“Sound on a piano is very pixelated, in separate discrete elements, and if you tie all those together it can feel continuous,” said creator Roland Lamb to Wired. “But other instruments, like a violin, are high resolution, because the sound is continuous and changing.”
The Grand, which uses a soft-touch, pressure-sensitive interface, is played like a piano. Because of its infinite pitches, the instrument has the ability to vibrate, bend and modulate tones just by using the keys themselves. Move your finger left on a key? It’ll ‘bend’ downwards. Move it right? The pitch will rise. The Seaboard also has the ability to sound like other instruments.
At the core of the Seaboard Grand is the company’s proprietary sensor platform called the Sea Interface. 40 engineers from Lamb’s company, Roli, have constructed this platform, a process which has been particularly difficult because the sensors lay on an undulating — instead of flat — surface. As a result, it’s certainly not cheap.
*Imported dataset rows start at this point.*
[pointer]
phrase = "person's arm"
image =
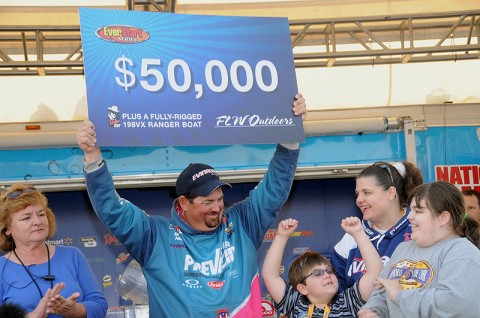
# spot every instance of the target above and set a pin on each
(339, 259)
(92, 303)
(93, 300)
(271, 265)
(373, 263)
(260, 209)
(299, 109)
(86, 139)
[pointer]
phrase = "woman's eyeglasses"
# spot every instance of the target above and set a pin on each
(15, 194)
(319, 272)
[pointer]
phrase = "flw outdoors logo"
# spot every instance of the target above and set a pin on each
(123, 34)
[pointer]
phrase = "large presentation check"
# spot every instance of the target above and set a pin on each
(158, 79)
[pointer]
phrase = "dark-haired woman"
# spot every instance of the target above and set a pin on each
(435, 274)
(43, 279)
(382, 190)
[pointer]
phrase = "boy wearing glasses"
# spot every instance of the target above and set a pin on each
(312, 290)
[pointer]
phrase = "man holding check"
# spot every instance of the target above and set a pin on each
(202, 262)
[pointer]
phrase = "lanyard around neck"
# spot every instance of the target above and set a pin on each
(311, 308)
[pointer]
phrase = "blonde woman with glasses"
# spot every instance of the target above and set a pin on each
(45, 280)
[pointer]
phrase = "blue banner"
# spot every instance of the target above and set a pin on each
(176, 79)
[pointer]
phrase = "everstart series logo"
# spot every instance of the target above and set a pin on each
(216, 285)
(123, 34)
(267, 309)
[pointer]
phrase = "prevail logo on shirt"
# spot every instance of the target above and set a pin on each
(223, 256)
(411, 274)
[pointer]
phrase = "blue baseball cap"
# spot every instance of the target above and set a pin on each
(199, 179)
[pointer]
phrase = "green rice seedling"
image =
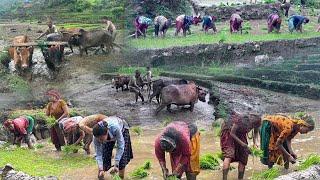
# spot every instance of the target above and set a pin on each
(209, 161)
(147, 165)
(311, 160)
(269, 174)
(139, 173)
(51, 121)
(69, 149)
(115, 177)
(39, 146)
(137, 129)
(166, 121)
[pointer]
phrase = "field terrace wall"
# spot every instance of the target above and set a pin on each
(223, 53)
(249, 12)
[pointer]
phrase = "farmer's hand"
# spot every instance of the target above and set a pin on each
(246, 148)
(101, 175)
(114, 170)
(292, 160)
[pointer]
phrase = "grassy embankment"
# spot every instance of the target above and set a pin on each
(253, 31)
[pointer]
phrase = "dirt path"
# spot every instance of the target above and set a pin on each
(144, 150)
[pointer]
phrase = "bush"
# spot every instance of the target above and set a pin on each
(311, 160)
(269, 174)
(141, 172)
(269, 1)
(302, 90)
(137, 130)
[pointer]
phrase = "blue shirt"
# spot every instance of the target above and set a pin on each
(115, 129)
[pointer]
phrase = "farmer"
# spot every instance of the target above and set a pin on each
(182, 142)
(274, 22)
(21, 128)
(233, 140)
(51, 31)
(141, 23)
(208, 23)
(148, 78)
(109, 26)
(296, 21)
(319, 24)
(285, 6)
(161, 25)
(133, 85)
(74, 134)
(183, 22)
(277, 131)
(106, 134)
(58, 109)
(236, 22)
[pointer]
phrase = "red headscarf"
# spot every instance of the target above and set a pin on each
(54, 93)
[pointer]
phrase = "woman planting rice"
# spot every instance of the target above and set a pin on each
(106, 134)
(234, 144)
(277, 131)
(182, 142)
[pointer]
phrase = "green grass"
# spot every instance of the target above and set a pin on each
(37, 164)
(269, 174)
(194, 39)
(209, 161)
(311, 160)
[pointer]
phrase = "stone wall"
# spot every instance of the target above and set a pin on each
(224, 53)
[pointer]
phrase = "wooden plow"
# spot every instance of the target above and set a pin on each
(43, 43)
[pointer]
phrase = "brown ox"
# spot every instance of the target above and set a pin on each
(21, 56)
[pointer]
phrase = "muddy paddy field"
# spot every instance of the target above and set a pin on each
(80, 81)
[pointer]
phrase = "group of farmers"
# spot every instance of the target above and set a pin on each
(180, 139)
(184, 22)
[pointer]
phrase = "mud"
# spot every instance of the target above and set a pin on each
(144, 150)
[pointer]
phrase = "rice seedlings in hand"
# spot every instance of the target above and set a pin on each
(209, 161)
(147, 165)
(68, 149)
(269, 174)
(137, 129)
(167, 121)
(311, 160)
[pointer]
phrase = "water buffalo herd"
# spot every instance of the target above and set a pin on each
(22, 55)
(179, 92)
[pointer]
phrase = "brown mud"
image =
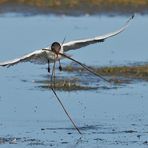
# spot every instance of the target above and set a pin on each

Three different versions are available, the 37-keywave Seaboard Grand Studio is $2,000, the 61-keywave Grand Stage, $3,000, and the brand-new 88-keywave Grand Limited First Edition will cost you a whopping $8,888 (nothing arbitrary about that price), though all still fall well short of what it would take to purchase even a used Steinway Grand piano.
Yet, legendary Hollywood composer Hans Zimmer (and Jamie Cullum, who shot a promotional video, above, for it) believe the Grand will unleash musicians’ creativity in fresh new ways. “It behaves much more the way you imagine as a human being you would want to interact with your notes,” said Zimmer to CNN. “It doesn’t have that stiff ‘plunky’ thing that a piano has. It automatically has a sort of sensuality to it… Look, if Debussy or Ravel had had one of these I think their music would have been X-rated.”